The lateral cortex containing TOM+ pyramidal neurons and GAD65-GF

The lateral cortex containing TOM+ pyramidal neurons and GAD65-GFP+ interneurons were trypsinised in Hanks’ medium for 10 min at 37 °C. After centrifugation the pellet was filtered using 40-μm-pore filters (Falcon). GFP+ and TOM+ cells were sorted using fluorescence-activated cell sorting (FACS). Total RNA from the sorted cells was extracted, amplified (MessageAMP™ II

aRNA Amplification kit; Ambion, Zug, Switzerland) in order to obtain at least 50 ng of RNA, and converted into cDNA. PCR was done using a REDtaq Ready-Mix (Sigma, Buchs, Switzerland) and PCR products were electrophoresed in a 2% agarose gel. For quantitative PCR, PCR reactions were performed in triplicate on cDNA from TOM+ cells and GAD65-GFP+ cells using SYBR green PCR Master Mix (Applied Biosystems, Rotkreuz, Switzerland) in an ABI Prism 7900 Sequence Detection system (Applied Biosystems).

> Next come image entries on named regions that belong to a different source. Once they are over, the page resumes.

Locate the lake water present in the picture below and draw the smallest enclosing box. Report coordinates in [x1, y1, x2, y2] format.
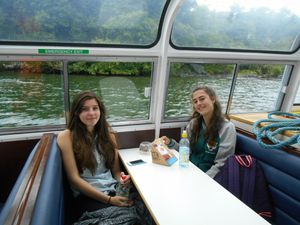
[0, 73, 281, 128]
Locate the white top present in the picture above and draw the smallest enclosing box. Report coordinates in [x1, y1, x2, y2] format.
[119, 148, 269, 225]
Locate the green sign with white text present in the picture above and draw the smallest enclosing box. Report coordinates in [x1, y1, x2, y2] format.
[38, 48, 89, 55]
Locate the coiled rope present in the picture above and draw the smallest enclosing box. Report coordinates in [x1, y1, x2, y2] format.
[253, 111, 300, 148]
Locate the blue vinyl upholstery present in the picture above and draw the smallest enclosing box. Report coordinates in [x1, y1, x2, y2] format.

Four genes were used as internal controls: beta-actin (actb), gamma-actin (actg1), eukaryotic elongation factor-1 (eef1a1) and beta-glucuronidase (Gusb). Primers for the different adrenergic receptors were designed using BMS-354825 ic50 the Ensembl database and the Primer3 software. Primer sequences were as follows: adra1a forward, 5′-CTGCCATTCTTCCTCGTGAT-3′ and reverse 5′-GCTTGGAAGACTGCCTTCTG-3′, adra1b, forward, 5′-AACCTTGGGCATTGTAGTCG-3′ and reverse 5′-CTGGAGCACGGGTAGATGAT-3′ adra1d forward, 5′-TCCGTAAGGCTGCTCAAGTT-3′ and reverse, 5′-CTGGAGCAGGGGTAGATGAG-3′, adra2a forward, 5′ TGCTGGTTGTTGTGGTTGTT-3′ and reverse, 5′-GGGGGTGTGGAGGAGATAAT-3′, adra2b, forward 5′-GCCACTTGTGGTGGTTTTCT-3′, reverse, 5′- TTCCCCAGCATCAGGTAAAC-3′, adra2c forward, 5′-TCATCGTTTTCACCGTGGTA-3′ and reverse, 5′-GCTCATTGGCCAGAGAAAAG-3′, adrb1 forward, 5′-TCGCTACCAGAGTTTGCTGA-3′ and reverse, 5′-GGCACGTAGAAGGAGACGAC-3′, adrb2, forward. 3-oxoacyl-(acyl-carrier-protein) reductase 5′-GACTACACAGGGGAGCCAAA-3′, and reverse, 5′-TGTCACAGCAGAAAGGTCCA-3′, adrb3 forward, 5′-TGAAACAGCAGACAGGGACA-3′,

reverse 5′-TCAGCTTCCCTCCATCTCAC-3′. Cortical slices were imaged in a thermoregulated chamber maintained at 37 °C and CO2 at 5% as previously described (Riccio et al., 2009). Time-lapse movies were acquired in parallel using two fluorescent microscopes (Eclipse TE2000; Nikon, Egg, Switzerland) equipped with a Nikon Plan 10×/0.30 objective connected to a digital camera (Retiga EX). Time-lapse imaging was performed 3–4 h after slice preparation over a period of 24 h. Images were acquired using the Open-lab software (version 5.0; Schwerzenbach, Switzerland) every 5 min for 200 min in short time-lapse sequences and for 600 min in washout experiments. A control time-lapse sequence of 95 min was acquired in each condition before the treatment condition. Time-lapse stacks were generated and analysed using Metamorph software (version 7.4; Visitron, Puchheim, Germany).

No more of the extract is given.